This post is by Neil Dawson, CSO EMEA at SapientNitro.
It all began with the insight that a whole generation were not tuned into great sound because of the proliferation of tinny earbuds and laptop speakers. What followed was a headphone revolution, as founders Jimmy Lovine and Dr Dre seized the opportunity to address this segment with their high-end Beats brand.
By the time of its $3.2BN sale (Apple's largest ever acquisition) in May 2014, Beats had an incredible 62% share of a $1BN market for headphones priced over $100. From a standing start in 2008, it has created a luxury headphone market with mainstream appeal, previously restricted to audiophiles.
But it's not without detractors. Haters say the product is inferior to established rivals. Apple has been accused of only buying the business in an all-too public admission that the future of music is not in iTunes downloads and that they had lost touch with the youth market. Beats are now so ubiquitous as to be worn by middle-aged executives as they amble through the business lounge.

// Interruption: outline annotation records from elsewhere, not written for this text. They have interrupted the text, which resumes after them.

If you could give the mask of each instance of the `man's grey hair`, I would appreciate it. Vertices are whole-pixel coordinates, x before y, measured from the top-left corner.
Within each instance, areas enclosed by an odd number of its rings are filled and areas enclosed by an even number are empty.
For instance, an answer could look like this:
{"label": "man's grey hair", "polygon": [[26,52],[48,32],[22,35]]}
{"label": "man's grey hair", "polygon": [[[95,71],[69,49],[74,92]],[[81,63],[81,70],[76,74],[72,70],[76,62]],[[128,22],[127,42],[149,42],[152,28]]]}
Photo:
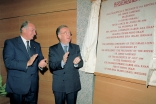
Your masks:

So how has Beats established itself so quickly? The underlying success factors are a rather familiar marketing formula:
Authenticity: Beats knows what it stands for and has a clarity of purpose. As Omar Johnson VP of Marketing says Beats is built on "a relentless passion to tell the truth even if unsavoury or uncomfortable for people who don't want to hear it".

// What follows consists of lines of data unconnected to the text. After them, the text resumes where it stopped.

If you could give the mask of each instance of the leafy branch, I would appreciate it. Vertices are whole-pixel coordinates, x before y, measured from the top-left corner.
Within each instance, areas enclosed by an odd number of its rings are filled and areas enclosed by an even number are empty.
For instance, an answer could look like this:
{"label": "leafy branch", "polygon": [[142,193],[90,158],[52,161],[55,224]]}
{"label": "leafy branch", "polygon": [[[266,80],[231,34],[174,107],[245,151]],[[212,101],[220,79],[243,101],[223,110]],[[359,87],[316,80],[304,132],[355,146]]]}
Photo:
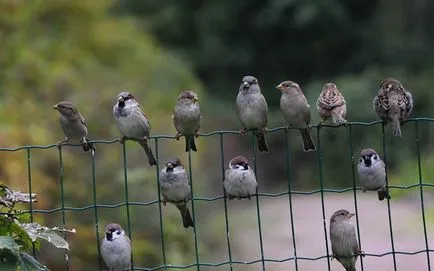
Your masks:
{"label": "leafy branch", "polygon": [[49,228],[30,223],[28,211],[16,207],[19,203],[36,202],[36,194],[14,191],[0,184],[0,266],[1,270],[48,270],[34,257],[26,253],[39,240],[44,239],[60,249],[68,249],[68,242],[60,233],[75,233],[59,227]]}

Focus: A key brand pillar is culture – spanning sport, music, fashion and art – aiming to create conversation around these topics. This has built a powerful emotional connection with a youth target
Iconic branding: The logo, the big cans, the colours, the Pill speakers, all got Beats' customers to do the marketing for them.
Celebrity: Beats may or may not pay for celebrity endorsement, but getting the right people to use the product has always been at the heart of the strategy – (see Olympics 2012 for details). And when approaching celebs, it helps a little bit that the founders are 2 of the most connected and influential people in music on the planet.
With this in mind the "real-time content production" model described by the client/agency team is just executional froth. It's no surprise there were no 'static' traditional briefs; when you have such clarity and focus a conversation leads to idea generation. With such luminary founders as clients/creative directors this is the only way to work.
The creative work has a swagger built on the brand's self-confidence. Maybe some of the campaigns feel like direct descendants of Nike – the overblown, sprawling World Cup epic that is 'The Game Before The Game' and the redemption of bad boy Kevin Garnett in Hear What You Want. But then Beatpills is fresh, disruptive and wholly unlike any speaker ad you've ever seen.
The Beats by Dre story is a testament to the power of marketing to create value. Self-confidence, iconic branding, celebrity endorsement and a cool, urban youth target have created a global phenomenon. It may be Old School but it works.